Moral distress (the experience of not being able to provide the care we feel ethically obliged to provide due to external constraints) was a common theme in the first study’s interviews and was the catalyst for a survey examining this phenomenon. This research focused on moral distress and unpaid work as caregivers. The data from that is still being analyzed but some interesting trends are already emerging. In particular, more women than other genders responded that they frequently and very frequently felt moral distress due to lacking the time to provide the physical and emotional needs their care dependents needed.

Structural care deficits

Dr. Smith notes that the pandemic was an unusual time with extraordinary pressures. This trend, however, has continued for health-care providers. This is because of the structural care deficits in Canadian society. More than a quarter of parents with young children have non-standard work hours, but less than two per cent of childcare facilities offer non-standard hours. Dr. Smith argued that we need to invest in creating these types of facilities.

Change leaders

Global data reveals that 70 per cent of health-care workers are women; but women account for only 25 per cent of health leaders. Canada is in an exceptional position in that most of our public health leaders (e.g., Dr. Theresa Tam; Dr. Bonnie Henry) are women. We have the hard work of the women who came before us to thank for this.

“On International Women’s Day, it’s important to reflect on and send out gratitude to the women who came before us: the first women to go to medical school and to practice; the first women of colour to demand the right to practice; Indigenous healers and midwives who worked so hard to make care more culturally safe and available throughout our province and country,” said Dr. Smith.

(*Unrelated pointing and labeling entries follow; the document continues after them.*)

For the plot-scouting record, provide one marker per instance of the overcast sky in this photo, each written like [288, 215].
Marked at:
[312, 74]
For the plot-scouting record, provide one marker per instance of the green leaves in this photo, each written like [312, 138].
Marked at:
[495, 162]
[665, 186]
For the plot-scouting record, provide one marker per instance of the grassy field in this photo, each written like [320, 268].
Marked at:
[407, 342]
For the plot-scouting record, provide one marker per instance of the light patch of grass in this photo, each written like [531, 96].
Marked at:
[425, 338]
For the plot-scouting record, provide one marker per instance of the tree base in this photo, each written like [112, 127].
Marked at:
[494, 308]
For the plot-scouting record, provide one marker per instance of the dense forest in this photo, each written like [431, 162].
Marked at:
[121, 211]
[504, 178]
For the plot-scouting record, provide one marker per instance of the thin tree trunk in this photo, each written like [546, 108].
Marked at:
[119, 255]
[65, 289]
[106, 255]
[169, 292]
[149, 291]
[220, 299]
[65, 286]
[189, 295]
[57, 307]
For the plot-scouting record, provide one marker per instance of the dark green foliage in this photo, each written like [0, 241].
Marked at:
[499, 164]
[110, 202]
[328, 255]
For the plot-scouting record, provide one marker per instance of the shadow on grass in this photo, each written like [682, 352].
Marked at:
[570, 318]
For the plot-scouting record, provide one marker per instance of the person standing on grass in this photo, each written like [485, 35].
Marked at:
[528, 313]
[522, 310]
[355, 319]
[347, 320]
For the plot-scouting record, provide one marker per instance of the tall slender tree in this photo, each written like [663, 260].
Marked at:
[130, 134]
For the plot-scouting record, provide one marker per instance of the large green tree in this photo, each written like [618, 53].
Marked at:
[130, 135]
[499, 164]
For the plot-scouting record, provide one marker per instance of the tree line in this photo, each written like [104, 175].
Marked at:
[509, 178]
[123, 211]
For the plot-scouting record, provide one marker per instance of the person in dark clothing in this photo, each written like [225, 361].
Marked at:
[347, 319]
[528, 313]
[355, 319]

When asked what a good leader is, participants responded with adjectives such as caring, empathetic, humble, and kind. Yet crisis management, such as was seen in the pandemic, tends to be hyper-masculine: top down; based on rational calculations; focused on sustaining the organization; and following business and military models.

One woman physician in the survey noted, “Men are making more decisions now with less process or consultation. They are more directive and dictatorial. Men are advancing their careers and using a more command control model.”

Women participating in the qualitative study also related being told they care too much to lead. They were discouraged from seeking management roles because they do not fit the dominant style of leadership that is promoted.

Coping strategies

When asked what the most effective coping strategies are for addressing moral distress, most respondents selected time with family, peer support, time off, and time outside. Interestingly, the strategies that many institutions are offering (e.g., support phone numbers/apps, counselling/therapy, support from supervisors) were seen as the least effective.

Physicians attending Dr. Smith’s March 8 presentation were able to receive CME credits for their participation. There were many questions from the audience, with Dr. Smith addressing a wide variety of these from suggestions on ways to increase female physicians’ engagement in leadership roles to how to improve structures so women can exercise agency.

Dr. Smith’s March 8 session was recorded and is available here (password: ?62z4hD&). You can also view the slides from this presentation here.

Check out VPSA’s #EmbraceEquity photos here.

Post-event survey findings

  • 31 of the 68 people attending the March 8 presentation took part in the survey.
  • 84% of respondents felt the session met its stated objectives.
  • A large majority agreed they will apply content from the session to their work.

Comments from survey respondents regarding what resonated most from the session included:

  • How common it is that women have so much to do that it feels overwhelming.
  • The disconnect between an organization’s idea of providing support versus what employees actually want.
  • This went so far beyond what I was expecting. I was screen-shooting and sending to colleagues as these are issues we are actively discussing.
  • Moral distress from unpaid care: SO TRUE!
  • It was nice to have my struggles and feeling validated!
  • Importance of focus on strengths of women’s leadership, and the need for resources.